On Thu, 6 Jan 2011 21:13:52 -0500 Jeff Wheeler <jsw@inconcepts.biz> wrote:
On Thu, Jan 6, 2011 at 8:47 PM, Owen DeLong <owen@delong.com> wrote:
1. Block packets destined for your point-to-point links at your borders. There's no legitimate reason someone should be
Most networks do not do this today. Whether or not that is wise is questionable, but I don't think those networks want NDP to be the reason they choose to make this change.
2. For networks that aren't intended to receive inbound requests from the outside, limit such requests to the live hosts that exist on those networks with a stateful firewall.

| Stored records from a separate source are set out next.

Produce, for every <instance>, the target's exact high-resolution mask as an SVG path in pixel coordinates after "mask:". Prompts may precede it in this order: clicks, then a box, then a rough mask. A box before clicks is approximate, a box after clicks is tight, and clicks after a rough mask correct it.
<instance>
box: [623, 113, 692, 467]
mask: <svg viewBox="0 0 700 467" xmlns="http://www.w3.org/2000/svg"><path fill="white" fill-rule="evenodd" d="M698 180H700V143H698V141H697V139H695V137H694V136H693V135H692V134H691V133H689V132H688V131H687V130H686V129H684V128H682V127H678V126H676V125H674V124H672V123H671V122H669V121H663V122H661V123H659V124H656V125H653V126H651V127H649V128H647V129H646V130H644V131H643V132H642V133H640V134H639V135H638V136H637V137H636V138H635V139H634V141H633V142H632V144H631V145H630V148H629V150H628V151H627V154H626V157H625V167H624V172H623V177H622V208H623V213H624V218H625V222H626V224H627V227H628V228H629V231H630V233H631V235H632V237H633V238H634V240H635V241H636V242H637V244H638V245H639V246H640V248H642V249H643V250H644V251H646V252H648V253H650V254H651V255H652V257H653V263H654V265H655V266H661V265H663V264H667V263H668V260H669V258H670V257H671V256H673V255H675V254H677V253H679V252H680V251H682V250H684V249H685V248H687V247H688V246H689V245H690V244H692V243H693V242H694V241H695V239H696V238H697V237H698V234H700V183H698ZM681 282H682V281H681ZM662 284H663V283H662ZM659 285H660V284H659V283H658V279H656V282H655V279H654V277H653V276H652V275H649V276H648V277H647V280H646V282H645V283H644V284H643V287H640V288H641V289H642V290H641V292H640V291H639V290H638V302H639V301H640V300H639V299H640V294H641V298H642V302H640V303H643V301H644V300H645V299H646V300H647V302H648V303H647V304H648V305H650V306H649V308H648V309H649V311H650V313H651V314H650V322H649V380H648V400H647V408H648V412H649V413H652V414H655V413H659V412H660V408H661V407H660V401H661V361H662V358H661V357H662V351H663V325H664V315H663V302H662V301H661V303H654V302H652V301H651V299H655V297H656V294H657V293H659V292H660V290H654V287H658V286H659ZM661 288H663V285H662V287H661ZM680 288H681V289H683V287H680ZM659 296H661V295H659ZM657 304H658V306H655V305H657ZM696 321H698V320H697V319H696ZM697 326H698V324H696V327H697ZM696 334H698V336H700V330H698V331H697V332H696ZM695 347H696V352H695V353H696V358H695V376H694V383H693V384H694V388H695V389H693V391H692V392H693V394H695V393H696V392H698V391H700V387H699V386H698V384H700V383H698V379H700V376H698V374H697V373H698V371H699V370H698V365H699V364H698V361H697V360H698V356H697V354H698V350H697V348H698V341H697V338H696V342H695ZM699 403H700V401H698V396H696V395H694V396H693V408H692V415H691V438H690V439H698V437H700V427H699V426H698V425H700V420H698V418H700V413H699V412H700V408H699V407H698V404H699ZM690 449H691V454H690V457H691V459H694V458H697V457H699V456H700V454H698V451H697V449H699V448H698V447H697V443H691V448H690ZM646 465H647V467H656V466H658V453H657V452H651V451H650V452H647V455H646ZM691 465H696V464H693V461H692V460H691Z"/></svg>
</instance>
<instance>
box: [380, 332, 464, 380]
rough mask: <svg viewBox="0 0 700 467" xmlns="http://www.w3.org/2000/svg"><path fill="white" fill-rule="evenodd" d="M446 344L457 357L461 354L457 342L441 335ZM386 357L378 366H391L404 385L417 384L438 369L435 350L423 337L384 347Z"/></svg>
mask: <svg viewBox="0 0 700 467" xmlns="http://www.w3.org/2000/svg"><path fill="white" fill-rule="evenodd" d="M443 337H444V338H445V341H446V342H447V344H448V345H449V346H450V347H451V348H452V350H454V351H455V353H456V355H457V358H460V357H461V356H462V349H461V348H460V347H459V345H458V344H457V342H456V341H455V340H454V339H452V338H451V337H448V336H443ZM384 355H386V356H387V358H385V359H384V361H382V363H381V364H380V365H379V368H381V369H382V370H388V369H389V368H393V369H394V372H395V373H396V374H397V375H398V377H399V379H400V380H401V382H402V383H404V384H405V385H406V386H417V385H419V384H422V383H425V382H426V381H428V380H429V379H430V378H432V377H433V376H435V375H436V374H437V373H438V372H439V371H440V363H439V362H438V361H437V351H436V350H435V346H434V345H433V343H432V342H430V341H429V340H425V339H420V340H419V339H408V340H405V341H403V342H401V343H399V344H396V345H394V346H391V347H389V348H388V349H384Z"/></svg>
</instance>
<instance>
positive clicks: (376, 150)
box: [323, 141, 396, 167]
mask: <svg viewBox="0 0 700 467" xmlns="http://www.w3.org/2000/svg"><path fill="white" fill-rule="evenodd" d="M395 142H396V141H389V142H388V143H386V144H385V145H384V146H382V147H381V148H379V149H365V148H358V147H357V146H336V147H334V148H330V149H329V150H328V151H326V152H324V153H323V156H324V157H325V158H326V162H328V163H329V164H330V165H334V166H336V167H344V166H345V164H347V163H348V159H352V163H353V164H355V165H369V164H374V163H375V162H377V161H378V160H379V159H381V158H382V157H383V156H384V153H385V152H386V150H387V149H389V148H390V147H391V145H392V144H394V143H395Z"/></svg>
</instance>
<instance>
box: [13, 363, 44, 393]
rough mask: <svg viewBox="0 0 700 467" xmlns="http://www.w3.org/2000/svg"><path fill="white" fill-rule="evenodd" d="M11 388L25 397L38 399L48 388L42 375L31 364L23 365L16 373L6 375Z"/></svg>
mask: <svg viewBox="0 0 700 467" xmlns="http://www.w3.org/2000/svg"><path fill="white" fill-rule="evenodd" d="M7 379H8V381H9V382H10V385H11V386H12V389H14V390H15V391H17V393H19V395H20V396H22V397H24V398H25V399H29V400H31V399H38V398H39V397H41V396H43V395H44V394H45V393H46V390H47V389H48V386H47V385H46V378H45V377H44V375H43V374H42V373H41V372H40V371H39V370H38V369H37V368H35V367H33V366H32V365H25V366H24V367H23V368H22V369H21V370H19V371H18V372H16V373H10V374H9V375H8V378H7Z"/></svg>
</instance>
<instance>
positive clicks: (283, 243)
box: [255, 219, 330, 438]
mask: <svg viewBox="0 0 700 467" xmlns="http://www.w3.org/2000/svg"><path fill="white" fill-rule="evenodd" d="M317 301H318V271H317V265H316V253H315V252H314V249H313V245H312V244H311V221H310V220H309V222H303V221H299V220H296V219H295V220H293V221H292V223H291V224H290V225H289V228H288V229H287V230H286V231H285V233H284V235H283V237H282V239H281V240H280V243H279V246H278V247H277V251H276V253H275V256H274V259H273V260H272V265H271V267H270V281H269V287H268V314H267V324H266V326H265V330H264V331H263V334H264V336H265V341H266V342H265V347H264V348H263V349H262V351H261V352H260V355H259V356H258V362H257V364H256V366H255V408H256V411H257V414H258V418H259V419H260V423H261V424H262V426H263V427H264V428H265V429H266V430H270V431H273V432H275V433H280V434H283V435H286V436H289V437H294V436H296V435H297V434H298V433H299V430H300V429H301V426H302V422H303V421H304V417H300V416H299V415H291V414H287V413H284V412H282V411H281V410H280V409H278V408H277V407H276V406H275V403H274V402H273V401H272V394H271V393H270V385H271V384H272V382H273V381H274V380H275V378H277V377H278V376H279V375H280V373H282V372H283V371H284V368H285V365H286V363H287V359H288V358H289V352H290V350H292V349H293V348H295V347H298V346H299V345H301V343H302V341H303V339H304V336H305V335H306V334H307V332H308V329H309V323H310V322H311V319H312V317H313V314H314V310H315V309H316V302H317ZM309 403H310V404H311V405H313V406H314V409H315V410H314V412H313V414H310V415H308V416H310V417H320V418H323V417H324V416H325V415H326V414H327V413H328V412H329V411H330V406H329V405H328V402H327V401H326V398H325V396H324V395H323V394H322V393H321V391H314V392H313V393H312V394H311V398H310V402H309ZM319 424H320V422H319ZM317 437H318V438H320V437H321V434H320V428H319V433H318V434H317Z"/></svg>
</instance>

Again, this doesn't fix the problem of misconfigured hosts on the LAN. I can and shall say it over and over, as long as folks continue to miss the potential for one compromised machine to disable the entire LAN, and in many cases, the entire router. It is bad that NDP table overflow can be triggered externally, but even if you solve that problem (which again does not require a stateful firewall, why do you keep saying this?) you still haven't made sure one host machine can't disable the LAN/router.
Doesn't this risk already exist in IPv4? Any device attached to a LAN can send any traffic it likes to any other device attached to a LAN, whether that be spoofed ARP updates, intentionally created duplicate IP addresses, or simple flat out traffic based denial of service attacks using valid IPv4 addresses. Just relying on ARP means you're trusting other LAN attached devices not be lying. If you really think a LAN attached device being malicious to another LAN attached device is an unacceptable risk, then you're going to need to abandon your peer-to-peer traffic forwarding topology provided by a multi-access LAN, and adopt a hub-and-spoke one, with the hub (router/firewall) acting as an inspection and quarantining device for all traffic originated by spokes. PPPoE or per-device VLANs would be the way to do that, while still gaining the price benefits of commodity Ethernet. I definitely think there is an issue with IPv6 ND cache state being exploitable from off-link sources e.g. the Internet. I think, however, targetting on-link devices on a LAN is far less of an issue - you've already accepted the risk that LAN other devices can send malicious traffic, and those LAN devices also have a vested interest in their default router being available, so they have far less of an incentive to maliciously disable it.
3. Police the ND issue rate on the router. Yes, it means that an ND attack could prevent some legitimate ND requests from getting through, but, at least it prevents ND overflow and the working hosts with existing ND entries continue to function. In most cases, this will be virtually all of the active hosts on the network.
You must understand that policing will not stop the NDCache from becoming full almost instantly under an attack. Since the largest existing routers have about 100k entries at most, an attack can fill that up in *one second.*
On some platforms, existing entries must be periodically refreshed by actual ARP/NDP exchange. If they are not refreshed, the entries go away, and traffic stops flowing. This is extremely bad because it can break even hosts with constant traffic flows, such as a server or infrastructure link to a neighboring router. Depending on the attack PPS and policer configuration, such hosts may remain broken for the duration of the attack.
Implementations differ greatly in this regard. All of them break under an attack. Every single current implementation breaks in some fashion. It's just a question of how bad.